Em resposta aos questionamentos encaminhados pelo Jornal Expresso, a Câmara confirmou que a Comissão de Ética foi oficialmente acionada e que o procedimento disciplinar já está em andamento. Segundo o Legislativo, o relator foi designado e o vereador foi notificado para apresentar defesa, enquanto a comissão realiza diligências e solicita documentos aos órgãos responsáveis pela apuração dos fatos.
De acordo com a Câmara, após o recebimento da representação, o Código de Ética prevê prazo de até dez dias para instauração do procedimento. Após a apresentação da defesa, a Comissão terá mais dez dias para emitir parecer, prazo que poderá ser prorrogado por igual período mediante justificativa do relator.
Concluída a instrução, a Comissão elaborará um parecer na forma de Projeto de Resolução, podendo recomendar o arquivamento da representação ou a aplicação de eventual sanção. A decisão final caberá ao Plenário da Câmara Municipal, em votação aberta.

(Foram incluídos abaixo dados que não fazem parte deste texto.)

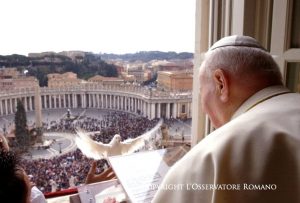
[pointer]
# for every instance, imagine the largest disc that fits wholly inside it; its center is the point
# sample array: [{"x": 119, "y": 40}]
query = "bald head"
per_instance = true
[{"x": 234, "y": 69}]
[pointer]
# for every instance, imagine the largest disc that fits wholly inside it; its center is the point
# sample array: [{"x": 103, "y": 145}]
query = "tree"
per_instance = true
[{"x": 21, "y": 129}]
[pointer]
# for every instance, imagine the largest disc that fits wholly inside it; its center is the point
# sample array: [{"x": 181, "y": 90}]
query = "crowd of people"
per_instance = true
[{"x": 71, "y": 169}]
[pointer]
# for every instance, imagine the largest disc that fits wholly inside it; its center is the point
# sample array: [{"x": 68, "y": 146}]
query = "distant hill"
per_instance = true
[
  {"x": 85, "y": 66},
  {"x": 146, "y": 56}
]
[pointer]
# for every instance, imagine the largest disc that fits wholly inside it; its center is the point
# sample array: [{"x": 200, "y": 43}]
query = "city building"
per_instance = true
[
  {"x": 175, "y": 80},
  {"x": 106, "y": 80},
  {"x": 10, "y": 79},
  {"x": 57, "y": 80}
]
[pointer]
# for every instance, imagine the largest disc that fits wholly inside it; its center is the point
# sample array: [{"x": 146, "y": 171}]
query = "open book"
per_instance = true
[{"x": 141, "y": 173}]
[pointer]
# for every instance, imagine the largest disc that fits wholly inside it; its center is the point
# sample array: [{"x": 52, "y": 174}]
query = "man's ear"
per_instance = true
[{"x": 222, "y": 84}]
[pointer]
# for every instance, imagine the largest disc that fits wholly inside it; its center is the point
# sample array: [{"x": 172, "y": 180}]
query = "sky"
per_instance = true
[{"x": 98, "y": 26}]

Questionada sobre quais penalidades podem ser aplicadas caso sejam constatadas irregularidades, a Câmara informou que o Código de Ética prevê diferentes medidas, conforme a gravidade da conduta e eventual reincidência. Entre elas estão advertência pública por escrito, suspensão das atividades exercidas na Mesa Diretora ou em comissões por até 30 dias, suspensão temporária do mandato por período entre 15 e 60 dias, com suspensão proporcional dos subsídios, além da possibilidade de abertura de processo de cassação do mandato.

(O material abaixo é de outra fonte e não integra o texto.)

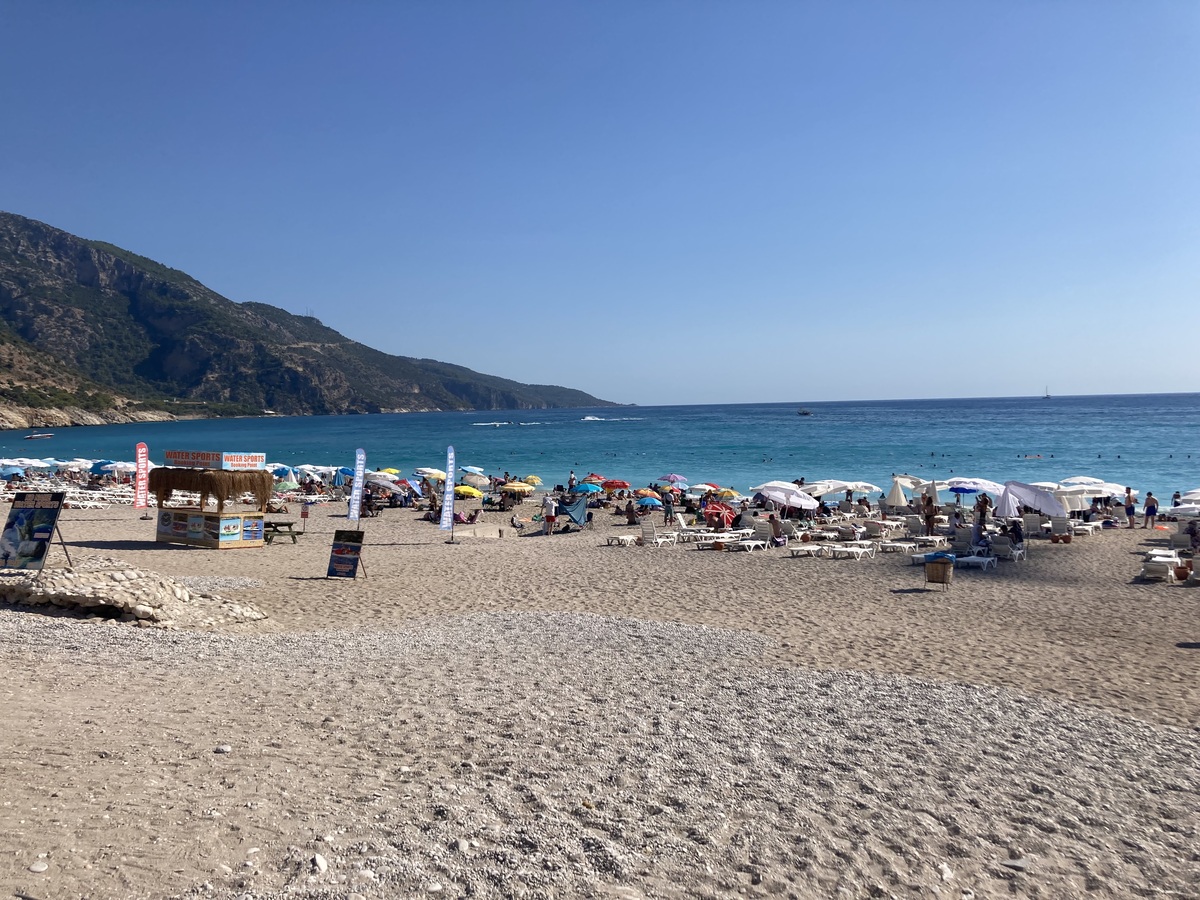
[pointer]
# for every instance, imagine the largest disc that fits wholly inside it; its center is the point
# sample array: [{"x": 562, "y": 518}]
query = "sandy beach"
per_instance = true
[{"x": 556, "y": 717}]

O Legislativo também esclareceu que o Código de Ética não estabelece regras específicas sobre a divulgação pública do andamento do procedimento disciplinar ou das reuniões da Comissão de Ética. Segundo a resposta enviada ao Jornal Expresso, a condução do processo observará os princípios da legalidade, publicidade, transparência, devido processo legal, contraditório e ampla defesa, resguardando, quando necessário, os direitos das partes envolvidas.
Em relação à possibilidade de adoção de medidas cautelares durante a tramitação do procedimento, a Presidência da Câmara informou que o Código de Ética não prevê esse tipo de providência. Assim, a atuação da Mesa Diretora ficará restrita às competências estabelecidas pela legislação e pelo Regimento Interno, garantindo o regular andamento do processo disciplinar.
Defesa
O Jornal Expresso também procurou o vereador Lurian Gabriel para que apresentasse sua versão dos fatos. Inicialmente, o parlamentar informou apenas que encaminharia o contato de sua defesa para prestar esclarecimentos.
Na sequência, a reportagem enviou ao advogado do vereador uma série de questionamentos, entre eles a versão do parlamentar sobre o caso, eventual esclarecimento sobre o contexto das imagens divulgadas, posicionamento sobre a abertura do procedimento na Comissão de Ética, apresentação de documentos para a defesa e uma mensagem à população de Pilar do Sul.
Apesar do prazo concedido para manifestação, a defesa não respondeu aos questionamentos encaminhados pelo Jornal Expresso até o fechamento desta reportagem.
A reportagem permanece aberta para publicação de eventual posicionamento da defesa caso seja encaminhado posteriormente.
Investigação
O caso é investigado pela Polícia Civil de Sorocaba. Conforme o boletim de ocorrência, foi registrada denúncia de suposta importunação sexual envolvendo um adolescente em um supermercado da cidade. O vereador nega a acusação, sustenta que o contato ocorreu de forma acidental e não há, até o momento, condenação ou decisão judicial sobre o caso.